GLM Edge: Smart Spectrum Releases End-Side Large Language Model and Multi-Modal Understanding Model for Mobile, Car and PC Platforms

Latest AI Resources8mos agorelease AI Sharing Circle

1.7K 00

General Introduction

GLM-Edge is a series of large language models and multimodal understanding models designed for end-side devices from Tsinghua University (Smart Spectrum Light Language). These models include GLM-Edge-1.5B-Chat, GLM-Edge-4B-Chat, GLM-Edge-V-2B, and GLM-Edge-V-5B for mobile, car, and PC platforms, respectively.The GLM-Edge family of models focuses on ease of practical deployment and speed of inference while maintaining high performance, and excels in the Qualcomm Snapdragon and Intel platforms in particular.
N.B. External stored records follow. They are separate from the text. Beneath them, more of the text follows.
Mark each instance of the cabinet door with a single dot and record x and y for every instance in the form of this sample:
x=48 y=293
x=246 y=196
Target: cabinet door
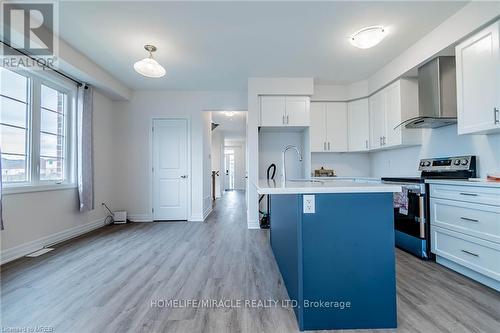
x=297 y=111
x=478 y=82
x=377 y=119
x=272 y=111
x=317 y=129
x=392 y=137
x=336 y=126
x=358 y=125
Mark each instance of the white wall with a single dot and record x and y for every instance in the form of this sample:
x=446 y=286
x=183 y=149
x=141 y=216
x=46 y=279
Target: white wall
x=239 y=147
x=33 y=220
x=439 y=142
x=133 y=130
x=207 y=163
x=345 y=164
x=217 y=160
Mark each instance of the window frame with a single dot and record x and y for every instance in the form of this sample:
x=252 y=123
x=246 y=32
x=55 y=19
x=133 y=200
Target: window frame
x=33 y=183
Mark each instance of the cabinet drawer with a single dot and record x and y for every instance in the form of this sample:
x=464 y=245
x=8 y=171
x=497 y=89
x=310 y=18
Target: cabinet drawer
x=479 y=255
x=474 y=194
x=476 y=220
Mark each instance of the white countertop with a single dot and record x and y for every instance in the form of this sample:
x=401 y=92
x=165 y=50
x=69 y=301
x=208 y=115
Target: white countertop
x=326 y=186
x=470 y=182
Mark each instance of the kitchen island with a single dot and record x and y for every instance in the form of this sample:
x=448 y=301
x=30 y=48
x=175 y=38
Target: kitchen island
x=334 y=245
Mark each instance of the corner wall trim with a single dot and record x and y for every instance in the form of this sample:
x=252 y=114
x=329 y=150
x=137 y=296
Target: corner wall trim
x=19 y=251
x=140 y=218
x=253 y=224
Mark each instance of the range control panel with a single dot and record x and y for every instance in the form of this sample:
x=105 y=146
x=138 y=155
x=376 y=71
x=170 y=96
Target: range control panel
x=456 y=163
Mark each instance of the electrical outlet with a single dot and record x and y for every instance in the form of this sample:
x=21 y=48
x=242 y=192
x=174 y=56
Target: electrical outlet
x=309 y=204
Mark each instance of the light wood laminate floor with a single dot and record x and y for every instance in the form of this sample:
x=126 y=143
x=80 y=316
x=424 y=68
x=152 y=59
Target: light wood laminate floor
x=105 y=281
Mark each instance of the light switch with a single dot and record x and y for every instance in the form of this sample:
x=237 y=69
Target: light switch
x=309 y=203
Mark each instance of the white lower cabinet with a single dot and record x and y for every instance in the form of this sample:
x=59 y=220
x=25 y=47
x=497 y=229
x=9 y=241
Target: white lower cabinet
x=465 y=230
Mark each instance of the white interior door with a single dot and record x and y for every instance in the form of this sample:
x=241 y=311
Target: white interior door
x=170 y=169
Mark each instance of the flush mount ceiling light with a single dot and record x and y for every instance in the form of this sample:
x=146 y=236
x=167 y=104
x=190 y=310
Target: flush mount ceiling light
x=368 y=37
x=148 y=66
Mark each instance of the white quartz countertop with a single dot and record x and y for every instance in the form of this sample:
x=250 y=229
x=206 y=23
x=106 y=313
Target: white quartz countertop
x=326 y=186
x=470 y=182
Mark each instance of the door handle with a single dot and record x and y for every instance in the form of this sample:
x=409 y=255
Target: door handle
x=469 y=219
x=469 y=194
x=471 y=253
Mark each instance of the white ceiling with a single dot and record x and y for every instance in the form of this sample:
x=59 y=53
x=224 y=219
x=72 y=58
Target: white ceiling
x=234 y=127
x=218 y=45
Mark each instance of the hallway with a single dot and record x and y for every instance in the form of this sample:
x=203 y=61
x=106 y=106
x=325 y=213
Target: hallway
x=124 y=275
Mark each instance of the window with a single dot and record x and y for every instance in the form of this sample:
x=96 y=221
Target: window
x=35 y=129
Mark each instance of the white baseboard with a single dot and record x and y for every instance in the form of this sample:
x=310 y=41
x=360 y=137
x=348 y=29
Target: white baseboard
x=27 y=248
x=140 y=217
x=253 y=224
x=207 y=212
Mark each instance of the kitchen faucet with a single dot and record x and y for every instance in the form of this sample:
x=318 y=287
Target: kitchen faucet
x=283 y=166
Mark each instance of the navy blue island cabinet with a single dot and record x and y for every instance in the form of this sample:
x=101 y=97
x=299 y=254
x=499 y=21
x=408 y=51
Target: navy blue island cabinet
x=337 y=263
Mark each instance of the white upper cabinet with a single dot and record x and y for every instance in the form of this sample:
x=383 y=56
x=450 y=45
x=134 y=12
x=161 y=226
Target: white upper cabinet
x=358 y=125
x=318 y=127
x=478 y=82
x=328 y=130
x=279 y=111
x=297 y=111
x=388 y=108
x=272 y=110
x=336 y=126
x=377 y=119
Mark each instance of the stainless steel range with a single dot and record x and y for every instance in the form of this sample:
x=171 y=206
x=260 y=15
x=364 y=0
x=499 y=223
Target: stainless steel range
x=411 y=206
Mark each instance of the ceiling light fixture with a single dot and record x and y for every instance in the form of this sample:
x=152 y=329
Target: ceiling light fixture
x=368 y=37
x=148 y=66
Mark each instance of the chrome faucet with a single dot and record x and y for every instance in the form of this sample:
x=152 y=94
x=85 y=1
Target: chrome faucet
x=283 y=166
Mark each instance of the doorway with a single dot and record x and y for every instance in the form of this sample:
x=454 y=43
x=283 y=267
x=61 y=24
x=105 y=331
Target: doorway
x=228 y=151
x=170 y=169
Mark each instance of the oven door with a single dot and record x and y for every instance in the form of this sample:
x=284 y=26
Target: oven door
x=412 y=221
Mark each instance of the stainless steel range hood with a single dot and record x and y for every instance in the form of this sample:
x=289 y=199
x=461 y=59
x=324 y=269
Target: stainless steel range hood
x=437 y=94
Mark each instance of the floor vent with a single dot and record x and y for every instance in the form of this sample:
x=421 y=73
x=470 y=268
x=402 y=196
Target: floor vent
x=40 y=252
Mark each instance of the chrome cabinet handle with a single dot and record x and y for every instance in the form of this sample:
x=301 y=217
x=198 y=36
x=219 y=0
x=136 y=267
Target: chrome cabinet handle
x=469 y=219
x=469 y=194
x=471 y=253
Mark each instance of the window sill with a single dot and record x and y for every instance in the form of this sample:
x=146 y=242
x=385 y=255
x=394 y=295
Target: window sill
x=6 y=190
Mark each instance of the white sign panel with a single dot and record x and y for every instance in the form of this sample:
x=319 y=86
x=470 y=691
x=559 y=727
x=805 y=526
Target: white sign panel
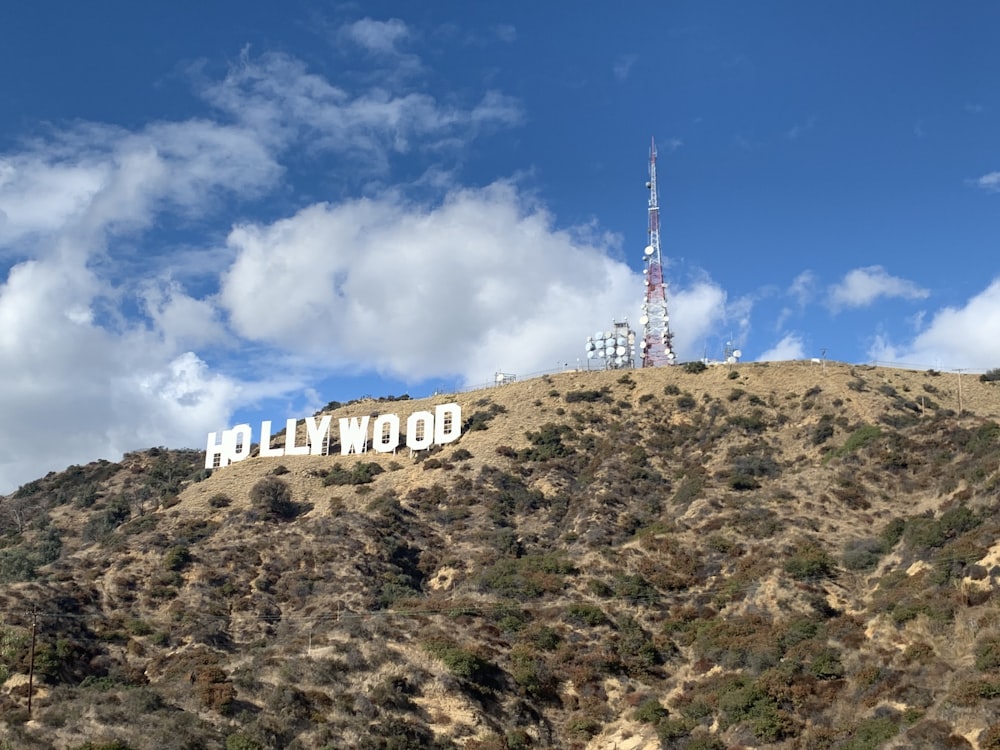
x=423 y=429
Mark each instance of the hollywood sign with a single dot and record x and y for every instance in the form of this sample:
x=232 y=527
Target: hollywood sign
x=423 y=429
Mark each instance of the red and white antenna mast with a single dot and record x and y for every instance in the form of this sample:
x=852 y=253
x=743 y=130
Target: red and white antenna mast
x=657 y=343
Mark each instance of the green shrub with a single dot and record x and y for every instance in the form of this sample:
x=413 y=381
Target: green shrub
x=863 y=554
x=460 y=661
x=219 y=500
x=650 y=712
x=361 y=473
x=988 y=654
x=273 y=496
x=589 y=396
x=239 y=741
x=809 y=560
x=177 y=558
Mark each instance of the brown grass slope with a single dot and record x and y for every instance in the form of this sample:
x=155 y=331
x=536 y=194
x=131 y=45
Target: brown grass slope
x=773 y=555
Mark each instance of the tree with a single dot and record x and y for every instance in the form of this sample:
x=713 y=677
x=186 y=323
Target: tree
x=273 y=496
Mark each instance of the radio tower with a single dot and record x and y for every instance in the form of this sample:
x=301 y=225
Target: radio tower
x=657 y=343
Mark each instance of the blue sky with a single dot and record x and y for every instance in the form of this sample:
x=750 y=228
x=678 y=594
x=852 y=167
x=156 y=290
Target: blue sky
x=223 y=212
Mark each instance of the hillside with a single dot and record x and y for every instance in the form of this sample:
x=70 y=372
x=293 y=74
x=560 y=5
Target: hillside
x=781 y=555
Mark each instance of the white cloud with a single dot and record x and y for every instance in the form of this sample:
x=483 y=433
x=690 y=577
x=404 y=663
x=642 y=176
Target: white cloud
x=74 y=391
x=862 y=286
x=480 y=281
x=989 y=182
x=506 y=32
x=279 y=100
x=956 y=337
x=790 y=347
x=803 y=288
x=377 y=37
x=623 y=66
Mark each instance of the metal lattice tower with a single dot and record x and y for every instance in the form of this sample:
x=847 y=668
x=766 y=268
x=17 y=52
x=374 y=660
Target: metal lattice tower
x=657 y=343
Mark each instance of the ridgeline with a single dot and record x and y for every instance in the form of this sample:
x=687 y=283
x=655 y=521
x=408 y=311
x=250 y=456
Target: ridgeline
x=782 y=555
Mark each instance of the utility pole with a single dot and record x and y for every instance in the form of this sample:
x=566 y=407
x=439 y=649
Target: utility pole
x=959 y=392
x=31 y=657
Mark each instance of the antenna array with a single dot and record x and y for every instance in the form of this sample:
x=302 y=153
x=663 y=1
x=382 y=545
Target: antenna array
x=657 y=343
x=614 y=349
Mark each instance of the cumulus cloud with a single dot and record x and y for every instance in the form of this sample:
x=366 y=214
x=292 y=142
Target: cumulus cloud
x=75 y=391
x=378 y=37
x=484 y=279
x=956 y=337
x=623 y=66
x=989 y=182
x=789 y=347
x=282 y=102
x=105 y=346
x=862 y=286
The GLM-Edge series models focus on ease of deployment and inference speed while maintaining high performance, especially on Qualcomm Snapdragon and Intel platforms. Users can download and use these models through Huggingface, ModelScope, etc., and perform model inference through various inference backends (e.g., transformers, OpenVINO, vLLM).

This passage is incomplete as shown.